Idea, Definitions, and Notations

For covariates $\mathbf{X_1,...X_p}$, the first principal component is the normalized linear combination of features, \[ \mathbf{Z_1=u_{11}X_1 + u_{21}X_2 +...+u_{p1}X_p} \] containing the largest variance, and subject to the constraint that $\sum_{j=1}^p{u_{j1}^2=1}$. Here, $\mathbf{u_{11},...,u_{p1}}$ represent the loadings of the 1st principal component, and $\mathbf{Z_1,...,Z_n}$ represent the scores of the 1st principal component. An interpretation of these two concepts will be provided briefly.

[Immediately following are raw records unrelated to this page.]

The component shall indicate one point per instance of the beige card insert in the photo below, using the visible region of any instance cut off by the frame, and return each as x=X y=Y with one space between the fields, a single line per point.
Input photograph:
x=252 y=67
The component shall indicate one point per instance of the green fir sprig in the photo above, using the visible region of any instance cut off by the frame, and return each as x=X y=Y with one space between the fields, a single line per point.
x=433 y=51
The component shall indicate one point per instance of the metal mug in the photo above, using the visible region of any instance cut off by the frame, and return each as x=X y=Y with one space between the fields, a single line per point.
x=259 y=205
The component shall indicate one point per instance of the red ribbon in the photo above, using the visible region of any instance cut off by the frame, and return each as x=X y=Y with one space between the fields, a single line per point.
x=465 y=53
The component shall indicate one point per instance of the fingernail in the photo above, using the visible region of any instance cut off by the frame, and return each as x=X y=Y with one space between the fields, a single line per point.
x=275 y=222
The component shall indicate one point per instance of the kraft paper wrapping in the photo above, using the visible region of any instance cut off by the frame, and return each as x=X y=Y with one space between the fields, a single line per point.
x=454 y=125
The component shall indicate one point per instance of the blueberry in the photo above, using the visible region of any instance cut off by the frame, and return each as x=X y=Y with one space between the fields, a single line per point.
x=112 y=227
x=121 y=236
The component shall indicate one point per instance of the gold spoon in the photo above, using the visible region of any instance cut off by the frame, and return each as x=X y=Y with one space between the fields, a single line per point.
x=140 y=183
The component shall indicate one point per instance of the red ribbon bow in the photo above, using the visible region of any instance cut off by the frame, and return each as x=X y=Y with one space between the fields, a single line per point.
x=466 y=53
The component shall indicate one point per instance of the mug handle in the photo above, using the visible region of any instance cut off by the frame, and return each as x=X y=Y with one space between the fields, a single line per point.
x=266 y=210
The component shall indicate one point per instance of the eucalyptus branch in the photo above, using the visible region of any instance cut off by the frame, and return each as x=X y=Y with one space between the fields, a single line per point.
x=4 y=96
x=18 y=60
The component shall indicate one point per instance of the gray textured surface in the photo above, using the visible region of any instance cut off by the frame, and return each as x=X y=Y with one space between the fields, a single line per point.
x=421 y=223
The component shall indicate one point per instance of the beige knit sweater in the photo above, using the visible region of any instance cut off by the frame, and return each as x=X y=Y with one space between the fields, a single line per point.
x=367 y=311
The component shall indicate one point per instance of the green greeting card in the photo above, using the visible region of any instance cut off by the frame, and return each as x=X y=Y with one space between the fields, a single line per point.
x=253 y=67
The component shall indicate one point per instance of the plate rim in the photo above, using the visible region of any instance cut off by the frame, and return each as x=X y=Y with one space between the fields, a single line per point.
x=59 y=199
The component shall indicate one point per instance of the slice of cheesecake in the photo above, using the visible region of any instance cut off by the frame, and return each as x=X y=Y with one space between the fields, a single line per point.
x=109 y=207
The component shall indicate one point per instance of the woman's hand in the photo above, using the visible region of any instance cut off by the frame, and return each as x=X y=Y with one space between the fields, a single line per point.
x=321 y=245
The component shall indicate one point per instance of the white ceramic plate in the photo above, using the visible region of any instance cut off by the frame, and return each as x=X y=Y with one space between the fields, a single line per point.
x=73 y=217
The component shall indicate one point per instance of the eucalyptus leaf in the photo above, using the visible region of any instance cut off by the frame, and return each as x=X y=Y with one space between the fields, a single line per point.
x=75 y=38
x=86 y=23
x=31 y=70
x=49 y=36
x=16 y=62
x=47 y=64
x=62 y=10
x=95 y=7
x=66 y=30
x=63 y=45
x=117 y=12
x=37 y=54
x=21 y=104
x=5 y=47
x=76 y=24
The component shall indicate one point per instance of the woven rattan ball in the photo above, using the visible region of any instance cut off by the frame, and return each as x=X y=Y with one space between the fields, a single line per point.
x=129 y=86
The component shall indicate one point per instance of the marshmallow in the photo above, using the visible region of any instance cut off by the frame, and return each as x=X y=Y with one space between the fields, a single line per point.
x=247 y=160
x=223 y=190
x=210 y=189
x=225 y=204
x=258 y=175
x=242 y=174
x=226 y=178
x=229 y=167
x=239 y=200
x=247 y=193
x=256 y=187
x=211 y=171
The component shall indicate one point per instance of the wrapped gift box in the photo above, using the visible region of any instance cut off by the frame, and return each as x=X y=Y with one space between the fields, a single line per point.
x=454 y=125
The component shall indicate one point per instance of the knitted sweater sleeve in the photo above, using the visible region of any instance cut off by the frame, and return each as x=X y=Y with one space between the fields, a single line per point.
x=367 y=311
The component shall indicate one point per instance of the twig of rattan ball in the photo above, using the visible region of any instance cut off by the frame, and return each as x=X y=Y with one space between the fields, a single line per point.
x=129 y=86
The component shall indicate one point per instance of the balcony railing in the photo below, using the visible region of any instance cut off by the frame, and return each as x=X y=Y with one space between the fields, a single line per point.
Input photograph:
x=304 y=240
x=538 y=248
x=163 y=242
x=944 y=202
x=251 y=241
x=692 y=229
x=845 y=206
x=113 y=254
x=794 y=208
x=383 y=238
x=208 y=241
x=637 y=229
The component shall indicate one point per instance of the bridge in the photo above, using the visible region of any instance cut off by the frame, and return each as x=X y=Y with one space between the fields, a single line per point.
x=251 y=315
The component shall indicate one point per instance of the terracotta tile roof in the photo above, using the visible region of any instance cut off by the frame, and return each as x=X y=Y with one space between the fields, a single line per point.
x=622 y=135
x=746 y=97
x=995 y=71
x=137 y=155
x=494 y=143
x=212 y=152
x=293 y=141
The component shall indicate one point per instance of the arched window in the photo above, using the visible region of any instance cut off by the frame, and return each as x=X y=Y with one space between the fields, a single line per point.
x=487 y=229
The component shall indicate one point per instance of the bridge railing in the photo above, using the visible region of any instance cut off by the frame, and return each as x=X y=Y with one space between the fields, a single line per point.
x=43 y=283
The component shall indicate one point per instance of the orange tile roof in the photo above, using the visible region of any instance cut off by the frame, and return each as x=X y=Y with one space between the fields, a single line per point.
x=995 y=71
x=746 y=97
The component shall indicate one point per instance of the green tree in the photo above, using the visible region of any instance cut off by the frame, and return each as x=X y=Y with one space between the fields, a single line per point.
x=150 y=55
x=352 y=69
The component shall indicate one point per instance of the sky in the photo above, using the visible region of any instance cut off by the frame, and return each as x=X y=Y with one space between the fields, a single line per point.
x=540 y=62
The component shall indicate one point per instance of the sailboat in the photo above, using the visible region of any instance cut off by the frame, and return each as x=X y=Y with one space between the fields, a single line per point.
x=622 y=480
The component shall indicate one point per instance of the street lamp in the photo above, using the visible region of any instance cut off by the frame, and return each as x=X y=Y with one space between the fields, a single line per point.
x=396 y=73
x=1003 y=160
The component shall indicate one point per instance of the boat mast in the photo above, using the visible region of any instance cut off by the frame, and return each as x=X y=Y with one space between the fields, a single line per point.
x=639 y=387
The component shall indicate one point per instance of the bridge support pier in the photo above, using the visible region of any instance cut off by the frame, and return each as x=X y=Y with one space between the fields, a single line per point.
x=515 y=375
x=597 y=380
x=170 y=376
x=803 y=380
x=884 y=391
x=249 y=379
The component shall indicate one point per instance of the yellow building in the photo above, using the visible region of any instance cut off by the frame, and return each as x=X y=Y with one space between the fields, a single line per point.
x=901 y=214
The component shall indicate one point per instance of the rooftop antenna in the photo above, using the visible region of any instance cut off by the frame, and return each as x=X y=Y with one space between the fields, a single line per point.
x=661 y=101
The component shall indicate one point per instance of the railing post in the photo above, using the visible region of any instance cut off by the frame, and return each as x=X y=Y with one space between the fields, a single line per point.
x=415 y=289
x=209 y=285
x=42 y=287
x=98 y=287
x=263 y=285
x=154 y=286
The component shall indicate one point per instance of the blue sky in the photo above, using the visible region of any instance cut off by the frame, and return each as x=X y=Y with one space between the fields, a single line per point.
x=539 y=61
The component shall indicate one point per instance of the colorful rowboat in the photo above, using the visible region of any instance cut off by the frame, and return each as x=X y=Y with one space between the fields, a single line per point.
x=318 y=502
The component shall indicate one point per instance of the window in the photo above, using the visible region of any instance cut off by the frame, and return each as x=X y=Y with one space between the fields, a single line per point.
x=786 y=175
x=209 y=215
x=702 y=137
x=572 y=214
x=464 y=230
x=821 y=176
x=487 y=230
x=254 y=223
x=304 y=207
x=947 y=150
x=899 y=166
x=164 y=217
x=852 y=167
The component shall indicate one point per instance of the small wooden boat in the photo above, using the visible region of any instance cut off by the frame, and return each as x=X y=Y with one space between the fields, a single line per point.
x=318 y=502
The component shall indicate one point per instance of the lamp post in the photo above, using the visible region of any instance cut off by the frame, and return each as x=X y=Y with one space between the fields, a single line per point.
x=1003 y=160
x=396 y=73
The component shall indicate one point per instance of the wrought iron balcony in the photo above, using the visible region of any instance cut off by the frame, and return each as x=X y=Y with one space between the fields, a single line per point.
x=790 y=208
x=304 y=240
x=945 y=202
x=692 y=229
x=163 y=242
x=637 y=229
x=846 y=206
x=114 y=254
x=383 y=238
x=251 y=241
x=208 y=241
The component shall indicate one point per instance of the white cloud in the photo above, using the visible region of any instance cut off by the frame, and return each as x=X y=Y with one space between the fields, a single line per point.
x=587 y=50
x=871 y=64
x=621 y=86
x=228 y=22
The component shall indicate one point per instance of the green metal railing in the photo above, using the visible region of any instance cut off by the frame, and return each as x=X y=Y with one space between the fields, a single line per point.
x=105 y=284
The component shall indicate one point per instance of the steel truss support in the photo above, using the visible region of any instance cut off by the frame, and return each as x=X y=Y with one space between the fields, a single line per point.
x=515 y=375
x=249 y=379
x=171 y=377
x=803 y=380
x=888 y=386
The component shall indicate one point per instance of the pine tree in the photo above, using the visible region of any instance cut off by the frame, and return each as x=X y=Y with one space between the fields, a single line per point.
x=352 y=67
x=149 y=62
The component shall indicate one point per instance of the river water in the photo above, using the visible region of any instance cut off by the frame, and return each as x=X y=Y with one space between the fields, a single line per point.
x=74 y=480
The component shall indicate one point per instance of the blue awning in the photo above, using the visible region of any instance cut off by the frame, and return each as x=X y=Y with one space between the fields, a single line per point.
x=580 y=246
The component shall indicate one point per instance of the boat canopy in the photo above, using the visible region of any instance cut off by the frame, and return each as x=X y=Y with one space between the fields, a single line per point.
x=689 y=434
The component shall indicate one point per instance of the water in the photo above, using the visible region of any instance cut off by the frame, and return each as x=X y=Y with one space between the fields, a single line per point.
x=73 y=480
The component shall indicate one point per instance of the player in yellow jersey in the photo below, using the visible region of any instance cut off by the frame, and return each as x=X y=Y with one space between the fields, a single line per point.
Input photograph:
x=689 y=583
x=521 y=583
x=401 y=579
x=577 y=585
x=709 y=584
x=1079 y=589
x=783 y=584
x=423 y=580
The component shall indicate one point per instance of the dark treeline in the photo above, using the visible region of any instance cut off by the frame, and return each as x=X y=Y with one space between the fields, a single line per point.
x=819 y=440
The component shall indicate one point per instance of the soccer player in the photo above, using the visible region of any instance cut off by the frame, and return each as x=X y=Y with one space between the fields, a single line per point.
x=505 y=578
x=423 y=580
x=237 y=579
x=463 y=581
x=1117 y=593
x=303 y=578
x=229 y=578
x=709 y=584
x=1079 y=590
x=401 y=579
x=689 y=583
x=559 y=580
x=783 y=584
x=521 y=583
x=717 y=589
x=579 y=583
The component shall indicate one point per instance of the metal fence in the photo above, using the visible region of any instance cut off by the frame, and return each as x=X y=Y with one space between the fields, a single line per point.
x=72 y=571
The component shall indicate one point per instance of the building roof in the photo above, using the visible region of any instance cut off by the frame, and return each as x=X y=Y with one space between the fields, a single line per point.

To illustrate how the principal components are computed, we will calculate the first two principal components. First, we must center all the variables, i.e. $\mathbf{X^c} = (X_1-\bar{X}_1,X_2-\bar{X}_2,...,X_p-\bar{X}_p)$. Centering the variables reduces the values into standard deviations, which becomes the variance later on when they are squared in the objective function. Next, to look for linear combinations of the form: \[ z_{i1}=u_{11}x_{i1} + u_{21}x_{i2} +...+u_{p1}x_{ip} \] subject to the above constraint, we solve this objective function which has 1 equation, and 1 unknown via an eigen-decomposition: \[ \mathbf{\frac1n\sum_{i=1}^nz_{i1}^2 =\max_{u_{11},..,u_{1p}} \left\{ \frac1n\sum_{i=1}^n(\sum_{j=1}^p{u_{j1}x_{ij})^2)}\right\}}\quad subject\: to\: \mathbf{\sum_{j=1}^p{u_{ji}^2 =1}} \] An important point is that since $1/n\sum_{i=1}^nx_{ij}=0$, then $1/n\sum_{i=1}^nz_{i1}^2=0$, i.e. the average of the first principal component equals zero. Thus, the objective function above maximizes the sample variance of the $n$ values of $z_{i1}$. Likewise, the second principal component represents a linear combination of $X_1,...X_p$ with the highest variance of all linear combinations, with the additional constraint that it is uncorrelated with $Z_1$, which to turns out to imply orthogonality between the direction of $u_2$ and $u_1$. Similarly, it takes the form: \[ z_{i2}=u_{12}x_{i1} +u_{22}x_{i2} +...+u_{p2}x_{ip} \] Each subsequent principal component is uncorrelated with those before it, the $Var(Z_i)<Var(Z_j)$ for all $i<j$, and the maximum number of principal components ($min(n-1,p)$) captures all of the variability.

To illustrate how the solution would actually be computed, we now introduce the same material in matrix notation.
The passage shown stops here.